Based on the above information, can you give a short label of the topic of at most 5 words?
A:
"""
representation_model = {
"KeyBERT": KeyBERTInspired(),
"LLM": LlamaCPP(llm, prompt=prompt),
}
# Pre-calculate embeddings
embedding_model = SentenceTransformer("BAAI/bge-small-en-v1.5")
embeddings = embedding_model.encode(docs, show_progress_bar=True)
# Pre-reduce embeddings for visualization purposes
reduced_embeddings = UMAP(n_neighbors=15, n_components=2, min_dist=0.0, metric='cosine', random_state=42).fit_transform(embeddings)
# Define sub-models
umap_model = UMAP(n_neighbors=15, n_components=5, min_dist=0.0, metric='cosine', random_state=42)
hdbscan_model = HDBSCAN(min_cluster_size=400, metric='euclidean', cluster_selection_method='eom', prediction_data=True)

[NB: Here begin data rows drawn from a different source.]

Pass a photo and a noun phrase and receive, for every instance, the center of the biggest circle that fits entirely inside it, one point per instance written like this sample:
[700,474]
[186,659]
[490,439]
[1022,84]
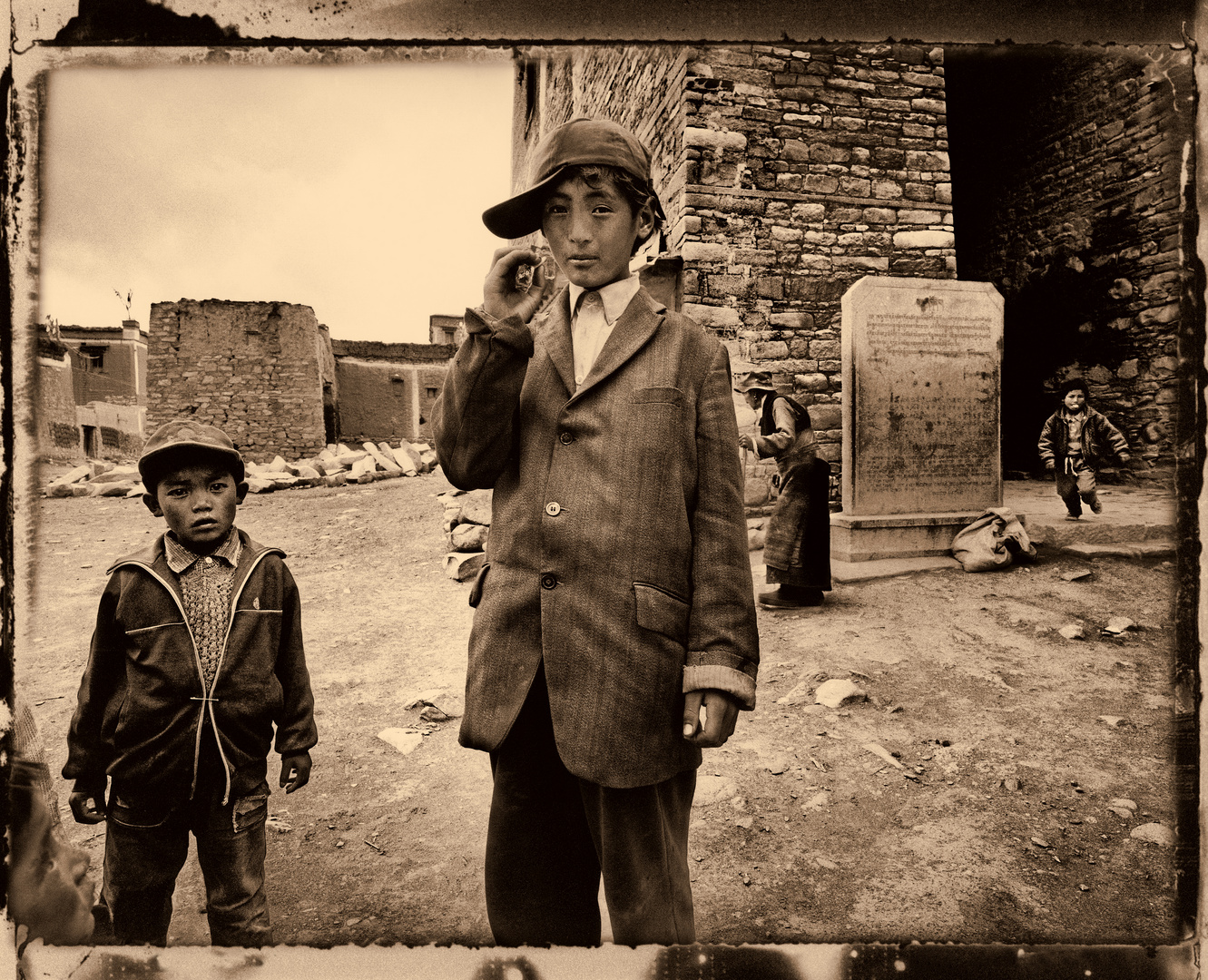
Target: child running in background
[1074,443]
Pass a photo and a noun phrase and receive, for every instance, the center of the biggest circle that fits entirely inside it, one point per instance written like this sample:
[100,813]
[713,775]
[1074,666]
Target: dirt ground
[800,834]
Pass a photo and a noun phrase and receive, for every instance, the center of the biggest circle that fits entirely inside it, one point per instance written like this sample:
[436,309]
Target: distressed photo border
[134,34]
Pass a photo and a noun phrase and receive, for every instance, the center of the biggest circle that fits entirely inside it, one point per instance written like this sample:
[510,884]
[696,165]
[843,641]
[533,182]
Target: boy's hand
[500,298]
[88,805]
[295,771]
[720,714]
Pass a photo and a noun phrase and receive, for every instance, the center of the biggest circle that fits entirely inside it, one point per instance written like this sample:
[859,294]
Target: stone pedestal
[920,415]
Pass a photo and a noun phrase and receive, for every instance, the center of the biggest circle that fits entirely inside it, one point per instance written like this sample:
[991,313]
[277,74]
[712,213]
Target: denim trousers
[552,835]
[146,844]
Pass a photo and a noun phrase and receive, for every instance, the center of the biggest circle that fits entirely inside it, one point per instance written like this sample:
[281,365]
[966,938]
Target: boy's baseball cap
[182,433]
[581,141]
[751,381]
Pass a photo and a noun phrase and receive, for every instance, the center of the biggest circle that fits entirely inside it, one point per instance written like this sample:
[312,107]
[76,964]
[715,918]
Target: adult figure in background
[798,543]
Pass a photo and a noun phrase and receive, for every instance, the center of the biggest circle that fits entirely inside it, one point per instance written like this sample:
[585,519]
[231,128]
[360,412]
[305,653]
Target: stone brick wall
[810,167]
[1083,236]
[251,368]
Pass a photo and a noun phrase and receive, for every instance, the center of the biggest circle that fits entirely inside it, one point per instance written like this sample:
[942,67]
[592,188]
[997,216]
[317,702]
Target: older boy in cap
[616,600]
[196,656]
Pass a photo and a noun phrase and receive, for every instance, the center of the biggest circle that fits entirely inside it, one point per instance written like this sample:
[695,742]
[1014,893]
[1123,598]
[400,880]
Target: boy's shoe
[791,597]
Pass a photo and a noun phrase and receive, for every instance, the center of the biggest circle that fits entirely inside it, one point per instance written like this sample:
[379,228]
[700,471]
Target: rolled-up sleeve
[475,421]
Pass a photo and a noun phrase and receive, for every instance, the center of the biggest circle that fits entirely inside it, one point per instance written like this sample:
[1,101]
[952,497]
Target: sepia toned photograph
[503,495]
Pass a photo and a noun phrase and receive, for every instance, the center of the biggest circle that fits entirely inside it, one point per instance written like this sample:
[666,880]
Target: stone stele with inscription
[922,363]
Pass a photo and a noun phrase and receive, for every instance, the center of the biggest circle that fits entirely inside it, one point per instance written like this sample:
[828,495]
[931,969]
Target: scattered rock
[463,564]
[838,692]
[1115,721]
[777,764]
[401,739]
[712,788]
[469,536]
[1154,833]
[880,750]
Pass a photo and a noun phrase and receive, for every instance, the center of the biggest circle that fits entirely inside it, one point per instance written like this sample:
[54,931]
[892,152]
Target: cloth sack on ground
[993,540]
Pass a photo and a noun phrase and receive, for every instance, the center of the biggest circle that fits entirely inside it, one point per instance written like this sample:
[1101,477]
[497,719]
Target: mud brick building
[386,390]
[92,390]
[791,172]
[256,370]
[272,377]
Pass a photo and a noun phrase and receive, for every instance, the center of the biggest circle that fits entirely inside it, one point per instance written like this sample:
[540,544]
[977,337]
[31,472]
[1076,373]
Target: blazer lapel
[555,339]
[631,332]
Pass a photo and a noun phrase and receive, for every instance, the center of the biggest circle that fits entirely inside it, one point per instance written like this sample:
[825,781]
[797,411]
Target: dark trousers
[1075,484]
[551,837]
[146,844]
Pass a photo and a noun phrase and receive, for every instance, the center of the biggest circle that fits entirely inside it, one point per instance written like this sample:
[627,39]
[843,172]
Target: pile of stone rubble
[467,524]
[335,466]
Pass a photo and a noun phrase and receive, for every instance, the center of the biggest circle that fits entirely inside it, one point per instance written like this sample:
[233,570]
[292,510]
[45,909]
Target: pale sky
[354,190]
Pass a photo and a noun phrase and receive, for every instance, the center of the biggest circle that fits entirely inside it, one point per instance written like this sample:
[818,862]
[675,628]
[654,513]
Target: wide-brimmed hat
[751,381]
[579,142]
[183,434]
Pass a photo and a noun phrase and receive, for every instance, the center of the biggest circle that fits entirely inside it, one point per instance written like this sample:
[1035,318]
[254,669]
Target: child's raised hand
[88,806]
[500,295]
[295,771]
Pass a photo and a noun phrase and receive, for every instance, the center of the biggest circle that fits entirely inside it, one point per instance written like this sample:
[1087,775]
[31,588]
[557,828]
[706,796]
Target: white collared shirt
[592,316]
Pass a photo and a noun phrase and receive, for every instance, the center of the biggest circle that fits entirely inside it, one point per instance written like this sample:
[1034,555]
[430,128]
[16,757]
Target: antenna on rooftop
[128,299]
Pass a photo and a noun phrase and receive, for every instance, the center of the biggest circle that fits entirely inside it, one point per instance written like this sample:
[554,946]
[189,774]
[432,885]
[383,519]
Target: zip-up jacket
[1101,439]
[139,714]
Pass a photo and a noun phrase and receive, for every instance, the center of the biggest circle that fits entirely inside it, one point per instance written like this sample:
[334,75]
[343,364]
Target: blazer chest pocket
[661,612]
[659,397]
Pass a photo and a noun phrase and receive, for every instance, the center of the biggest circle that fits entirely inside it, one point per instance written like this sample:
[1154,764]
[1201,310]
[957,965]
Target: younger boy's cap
[581,141]
[751,381]
[182,433]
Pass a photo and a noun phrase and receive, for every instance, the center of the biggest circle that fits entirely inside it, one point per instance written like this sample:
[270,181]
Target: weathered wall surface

Now that we have our models prepared, we can start training our topic model by using BERTopic with sub-model for Extract embeddings through SentenceTransformer, Reducing dimensionality through UMAP, cluster-reduced embeddings through HDBSCAN, and fine-tuning topic representations through Llama-3–8b-instruct and KeyBERTInspired. To get more details, check out this link.
topic_model = BERTopic(
# Sub-models
embedding_model=embedding_model,
umap_model=umap_model,
hdbscan_model=hdbscan_model,
representation_model=representation_model,
# Hyperparameters
top_n_words=10,
verbose=True
)
# Train model
topics, probs = topic_model.fit_transform(docs, embeddings)
# Show topics
topic_model.get_topic_info()
After running .fit_transform, let’s see what kind of topics we get in visualization.
# Prepare logo
bertopic_logo_response = requests.get(
"https://raw.githubusercontent.com/MaartenGr/BERTopic/master/images/logo.png",
stream=True,
headers={'User-Agent': 'My User Agent 1.0'}
)
bertopic_logo = np.asarray(PIL.Image.open(bertopic_logo_response.raw))
# Create a label for each document
llm_labels = [re.sub(r'\W+', ' ', label[0][0].split("\n")[0].replace('"', '')) for label in topic_model.get_topics(full=True)["LLM"].values()]
llm_labels = [label if label else "Unlabelled" for label in llm_labels]
all_labels = [llm_labels[topic+topic_model._outliers] if topic != -1 else "Unlabelled" for topic in topics]
# Run the visualization
datamapplot.create_plot(
reduced_embeddings,
all_labels,
label_font_size=11,
title="ArXiv - BERTopic",
sub_title="Topics labeled with `llama-3-8b-instruct`",
label_wrap_width=20,
use_medoids=True,
logo=bertopic_logo,
logo_width=0.16
);
In this visualization, some unwanted labels have come up, to avoid you have to test the sub-model with different hyperparameters and choose appropriate ones over your dataset
Furthermore, I would suggest you explore the original documentation and another article to understand it better.
Conclusion
The article explores topic modelling using advanced algorithms like BERTopic and Llama-3, highlighting their significance in managing vast amounts of unstructured text data. It explains the challenges faced by traditional topic modeling methods and introduces BERTopic as a robust algorithm leveraging Transformer models for clustering coherent topics. Llama-3, a next-gen large language model, is also introduced for its superior performance and capabilities.
The implementation process involves installing necessary packages, loading datasets, utilizing pre-trained models, generating embeddings, reducing dimensionality, clustering documents, and fine-tuning topic representations. The article concludes with a visualization using DataMapPlot to showcase clusters of similar documents labelled with topics derived from Llama-3–8b-instruct. Overall, these advancements empower businesses and researchers to extract meaningful insights from textual data efficiently, aiding in decision-making and knowledge discovery.